AF is working with the U.S. Department of Labor Veterans Administration to match standard military occupational skills to the skills needed to become an automation professional. In addition, an initiative is being developed to define job search and mentoring opportunities for ISA sections to use to help their local veterans secure automation jobs. This is a win-win situation for the veterans and the industry.
In October, AF began discussions with the Servicemembers Opportunity Colleges (SOC) to expand efforts to encourage veterans to consider a career in an automation field. SOC was created in 1972 to provide educational opportunities to service members who, because they frequently moved from place to place, had trouble completing college degrees. SOC functions in co-operation with 15 higher education associations, the Department of Defense, and Active and Reserve Components of the military services to expand and improve voluntary postsecondary education opportunities for service members worldwide.
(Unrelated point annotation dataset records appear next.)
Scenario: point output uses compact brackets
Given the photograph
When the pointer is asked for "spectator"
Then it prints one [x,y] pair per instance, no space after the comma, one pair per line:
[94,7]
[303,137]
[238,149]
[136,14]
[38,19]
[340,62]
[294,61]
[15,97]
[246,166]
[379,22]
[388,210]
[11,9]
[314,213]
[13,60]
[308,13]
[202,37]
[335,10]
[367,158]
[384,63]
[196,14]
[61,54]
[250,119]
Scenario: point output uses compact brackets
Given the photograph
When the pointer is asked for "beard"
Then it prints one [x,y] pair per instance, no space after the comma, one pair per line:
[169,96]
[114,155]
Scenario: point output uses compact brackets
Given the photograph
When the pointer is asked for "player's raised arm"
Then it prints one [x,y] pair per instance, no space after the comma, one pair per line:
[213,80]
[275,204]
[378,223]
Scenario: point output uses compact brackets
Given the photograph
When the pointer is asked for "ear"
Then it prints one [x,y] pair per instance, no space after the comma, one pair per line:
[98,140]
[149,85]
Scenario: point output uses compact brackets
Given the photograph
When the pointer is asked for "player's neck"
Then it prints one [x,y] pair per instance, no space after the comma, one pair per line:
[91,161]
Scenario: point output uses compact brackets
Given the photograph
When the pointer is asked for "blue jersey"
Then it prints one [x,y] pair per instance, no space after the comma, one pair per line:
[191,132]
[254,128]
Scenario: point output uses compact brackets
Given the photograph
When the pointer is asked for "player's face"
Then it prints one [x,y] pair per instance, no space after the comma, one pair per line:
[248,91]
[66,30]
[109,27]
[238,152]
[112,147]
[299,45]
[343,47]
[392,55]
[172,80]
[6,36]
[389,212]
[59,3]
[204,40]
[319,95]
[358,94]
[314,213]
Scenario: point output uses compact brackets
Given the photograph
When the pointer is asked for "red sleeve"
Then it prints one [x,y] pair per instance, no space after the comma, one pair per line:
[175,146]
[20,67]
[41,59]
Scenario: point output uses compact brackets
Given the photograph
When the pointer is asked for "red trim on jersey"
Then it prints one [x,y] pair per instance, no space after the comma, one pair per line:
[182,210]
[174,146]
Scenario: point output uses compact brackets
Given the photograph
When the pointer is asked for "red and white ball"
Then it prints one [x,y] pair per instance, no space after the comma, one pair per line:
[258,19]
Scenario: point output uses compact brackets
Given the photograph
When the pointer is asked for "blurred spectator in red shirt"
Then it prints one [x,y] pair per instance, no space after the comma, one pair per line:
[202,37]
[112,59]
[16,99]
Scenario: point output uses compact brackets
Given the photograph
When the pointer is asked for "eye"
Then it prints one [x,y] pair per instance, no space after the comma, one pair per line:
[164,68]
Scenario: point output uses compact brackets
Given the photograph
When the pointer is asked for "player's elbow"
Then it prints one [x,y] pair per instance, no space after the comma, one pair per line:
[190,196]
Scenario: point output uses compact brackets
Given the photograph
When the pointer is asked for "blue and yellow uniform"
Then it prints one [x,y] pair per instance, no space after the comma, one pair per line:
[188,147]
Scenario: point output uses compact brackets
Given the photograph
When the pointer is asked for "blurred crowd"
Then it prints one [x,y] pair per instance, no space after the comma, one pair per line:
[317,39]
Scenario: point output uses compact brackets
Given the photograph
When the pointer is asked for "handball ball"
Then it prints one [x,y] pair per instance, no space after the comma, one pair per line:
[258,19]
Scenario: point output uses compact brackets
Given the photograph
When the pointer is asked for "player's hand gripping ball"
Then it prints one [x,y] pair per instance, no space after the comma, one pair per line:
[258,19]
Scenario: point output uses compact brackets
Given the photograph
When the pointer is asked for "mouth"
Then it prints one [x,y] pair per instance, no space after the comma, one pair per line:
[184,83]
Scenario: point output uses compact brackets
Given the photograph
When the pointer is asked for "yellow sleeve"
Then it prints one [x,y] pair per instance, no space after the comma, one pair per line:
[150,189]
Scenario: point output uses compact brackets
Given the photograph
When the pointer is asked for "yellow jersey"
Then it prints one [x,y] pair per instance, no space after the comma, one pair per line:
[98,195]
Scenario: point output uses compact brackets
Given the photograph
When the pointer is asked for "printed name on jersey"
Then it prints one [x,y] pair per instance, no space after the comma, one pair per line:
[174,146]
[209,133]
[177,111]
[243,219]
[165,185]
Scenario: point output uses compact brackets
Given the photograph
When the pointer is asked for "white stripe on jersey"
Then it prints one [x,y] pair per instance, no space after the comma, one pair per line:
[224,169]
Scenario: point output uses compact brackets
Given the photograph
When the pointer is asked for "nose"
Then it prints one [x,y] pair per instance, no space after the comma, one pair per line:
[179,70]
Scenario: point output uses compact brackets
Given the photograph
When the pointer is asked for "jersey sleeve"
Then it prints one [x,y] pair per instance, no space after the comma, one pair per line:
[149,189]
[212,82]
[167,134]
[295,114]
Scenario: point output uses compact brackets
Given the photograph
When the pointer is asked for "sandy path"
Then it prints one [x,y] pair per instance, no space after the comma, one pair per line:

SOC said it believes AF, through its Veterans Initiative, is providing another important outlet for veterans to pursue a career path in the automation profession. SOC and AF are planning additional activities to work together for the benefit of Veterans and industry.
High school initiative
AF and the Durham Public Schools in North Carolina are introducing an automation education curriculum in selected high schools for the 2011/2012 school year. AF volunteers along with Durham Public Schools administrators and teachers are building course curriculum. A draft curriculum is expected to be completed before the end of 2010. AF is also working with the U.S. Department of Education to implement this model in school districts around the U.S.